As institutions nationwide continue to seek ways to adapt to mounting fiscal challenges in higher education, Saint Louis University is in the process of creating and implementing a number of new programs that aim to cut university expenses while increasing fundraising, enrollment and retention, according to Interim President Bill Kauffman’s March 7 letter to the University community. Included among these initiatives are the Voluntary Enhanced Retirement Program (VERP), the introduction of an accelerated undergraduate-to-law degree program and an online giving challenge aimed at younger university graduates.
The VERP, which was first announced in Kauffman’s Jan. 23 letter, is an early retirement initiative which is being developed in an attempt to combat rising compensation and general expenses while facing a decrease in the rate of enrollment. The Faculty Senate and Staff Advisory Committee have been working with the University on the VERP in addition to a human resources consulting firm. An announcement with details about the program is expected in the first week of April. Compensation and benefits account for approximately 72 percent of the University’s expenses, and the University employs roughly 2,200 faculty and 6,000 staff members.
Kauffman pointed to Fairfield, Holy Cross, University of Loyola New Orleans and Marquette as examples of Jesuit universities that have offered similar programs in the past. The University of Indiana also presented its employees with early retirement packages in 2011.
Holy Cross, which currently employs 279 full-time and 44 part-time faculty, had 35 out of 52 employees
accept the early retirement offer, generating approximately $1 million in annual savings, according to the institution’s 2009 President’s Report. At IU 495 of 2,566 eligible individuals applied for and received an early separation incentive in 2011, which was expected to save the university $6 million annually according to a university media release in June of that year.
In conjunction with cutting costs, SLU is making efforts to reverse the downtrend in student enrollment through various new programs. Of note is an accelerated program in which students can obtain a law degree within six years. The program is the result of collaboration between the John Cook School of Business and School of Law and aims to provide further incentive for those considering law school to attend SLU.
In an additional effort to increase enrollment, SLU has added admission counselors in Colorado, California and along the East Coast, which has already increased the amount of applications in those locations, according to Kauffman’s letter.
The University has also announced the creation of a team of “student success coaches” with the goal of increasing student enrollment by identifying “at-risk” first-year students and providing support and guidance to help those students succeed. “At-risk” students are identified through a platform called MAP-Works, which collects data from first-year student concerning academic, socio-emotional and financial status. Success coaches are expected to meet with students, develop a year-long plan for success and provide the students with information in the form of resources and contacts that will help them succeed.
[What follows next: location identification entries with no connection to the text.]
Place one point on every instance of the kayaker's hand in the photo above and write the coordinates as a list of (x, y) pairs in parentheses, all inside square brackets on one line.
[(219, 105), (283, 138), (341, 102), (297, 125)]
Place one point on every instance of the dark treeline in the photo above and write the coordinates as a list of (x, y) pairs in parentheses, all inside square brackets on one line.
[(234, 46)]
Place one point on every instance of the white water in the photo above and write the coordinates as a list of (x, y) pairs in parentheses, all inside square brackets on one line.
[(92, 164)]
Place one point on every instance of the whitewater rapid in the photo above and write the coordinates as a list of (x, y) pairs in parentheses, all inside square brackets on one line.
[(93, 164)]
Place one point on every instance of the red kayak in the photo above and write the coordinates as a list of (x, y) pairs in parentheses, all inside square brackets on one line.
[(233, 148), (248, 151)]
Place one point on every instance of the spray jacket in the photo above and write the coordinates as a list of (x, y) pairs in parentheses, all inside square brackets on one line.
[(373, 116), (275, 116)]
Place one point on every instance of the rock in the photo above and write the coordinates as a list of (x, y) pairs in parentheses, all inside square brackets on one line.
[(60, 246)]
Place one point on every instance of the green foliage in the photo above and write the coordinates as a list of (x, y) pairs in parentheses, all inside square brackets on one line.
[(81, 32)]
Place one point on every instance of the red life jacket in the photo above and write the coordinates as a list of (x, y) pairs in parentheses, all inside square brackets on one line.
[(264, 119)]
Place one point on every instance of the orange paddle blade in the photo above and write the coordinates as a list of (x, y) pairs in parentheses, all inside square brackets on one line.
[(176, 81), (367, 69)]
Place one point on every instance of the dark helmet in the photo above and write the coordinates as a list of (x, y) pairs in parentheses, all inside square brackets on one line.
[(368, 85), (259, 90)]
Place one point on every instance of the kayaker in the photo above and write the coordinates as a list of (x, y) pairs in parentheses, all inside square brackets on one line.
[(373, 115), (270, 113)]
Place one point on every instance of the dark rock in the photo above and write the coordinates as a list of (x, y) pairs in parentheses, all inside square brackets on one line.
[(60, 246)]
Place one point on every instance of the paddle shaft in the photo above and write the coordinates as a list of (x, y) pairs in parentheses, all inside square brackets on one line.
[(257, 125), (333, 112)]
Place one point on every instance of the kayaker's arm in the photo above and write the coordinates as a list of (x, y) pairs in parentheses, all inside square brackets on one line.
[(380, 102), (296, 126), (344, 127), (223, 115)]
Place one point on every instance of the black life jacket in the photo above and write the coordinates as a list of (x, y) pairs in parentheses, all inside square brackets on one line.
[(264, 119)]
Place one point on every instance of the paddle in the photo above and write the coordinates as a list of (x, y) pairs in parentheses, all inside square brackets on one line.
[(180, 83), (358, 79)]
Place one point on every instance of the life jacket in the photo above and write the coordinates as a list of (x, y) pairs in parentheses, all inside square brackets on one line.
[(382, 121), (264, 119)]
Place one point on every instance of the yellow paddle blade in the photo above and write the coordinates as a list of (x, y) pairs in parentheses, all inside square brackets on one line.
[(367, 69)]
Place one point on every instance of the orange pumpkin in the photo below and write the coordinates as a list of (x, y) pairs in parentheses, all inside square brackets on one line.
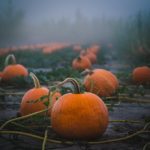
[(141, 75), (79, 115), (81, 63), (101, 82), (13, 70), (27, 106)]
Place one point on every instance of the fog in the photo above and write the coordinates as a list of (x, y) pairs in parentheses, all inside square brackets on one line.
[(74, 21)]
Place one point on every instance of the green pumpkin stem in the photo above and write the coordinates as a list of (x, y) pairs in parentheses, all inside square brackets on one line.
[(74, 83), (8, 58), (35, 80), (86, 72)]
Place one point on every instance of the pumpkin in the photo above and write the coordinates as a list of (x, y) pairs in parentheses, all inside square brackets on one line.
[(101, 82), (27, 105), (13, 70), (54, 97), (81, 63), (141, 75), (79, 115)]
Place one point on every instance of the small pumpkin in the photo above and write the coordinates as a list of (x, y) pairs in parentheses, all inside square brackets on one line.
[(27, 105), (141, 75), (79, 115), (81, 63), (101, 82), (13, 70)]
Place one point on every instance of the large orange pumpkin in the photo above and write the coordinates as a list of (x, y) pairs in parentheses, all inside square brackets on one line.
[(13, 70), (81, 63), (79, 115), (27, 106), (101, 82), (141, 75)]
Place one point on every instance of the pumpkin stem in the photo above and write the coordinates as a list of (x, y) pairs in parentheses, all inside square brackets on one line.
[(86, 71), (35, 80), (74, 83), (8, 58)]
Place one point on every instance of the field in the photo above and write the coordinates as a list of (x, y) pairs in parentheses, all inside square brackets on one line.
[(129, 106)]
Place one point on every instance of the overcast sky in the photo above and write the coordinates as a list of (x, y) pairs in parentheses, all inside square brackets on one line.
[(37, 10), (38, 26)]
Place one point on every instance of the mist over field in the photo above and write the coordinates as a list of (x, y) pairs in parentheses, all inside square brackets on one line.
[(73, 21)]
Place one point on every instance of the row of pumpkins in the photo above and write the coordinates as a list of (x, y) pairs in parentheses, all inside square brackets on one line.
[(73, 115)]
The program aims to generate $960,000 in revenue by increasing retention by 3 percent, or 48 students, annually.
In the way of fundraising efforts, SLU’s Go Further scholarship matching program has raised over $1.6 million in donations, which will be matched by the University by means of its endowment. SLU has also attempted to generate increased donations from alumni from 2003 to 2013 by creating the Battle of the BOLD (Billikens of the Last Decade) Giving Challenge. Initiated in late January, the challenge counts donations by class in a competition to become the class that gives the most over the course of a year. The challenge is expected to continue annually, and the classes of 2014, 2015 and 2016 have already raised $19,847, $11,392 and $11,928 in donations, respectively.
The new programs come at financially challenging times for institutions of higher education. Tuition prices at private nonprofit four-year institutions have increased 2.3 percent annually in the last decade after adjusting for inflation according to The College Board’s 2014 survey, while U.S. median household income in December was $52,318 according to a 2013 trend report by Sentier Research: this marks a 5 percent decrease in median income over the past 10 years and a 6.4 percent decrease since December 2007, the first month of the recession. A 2014 study of trends in higher education performed by The Lawlor Group indicated that college enrollments are expected to increase only 10 percent over the next eight years, a stark contrast to the 38 percent growth in enrollment over the last eight years.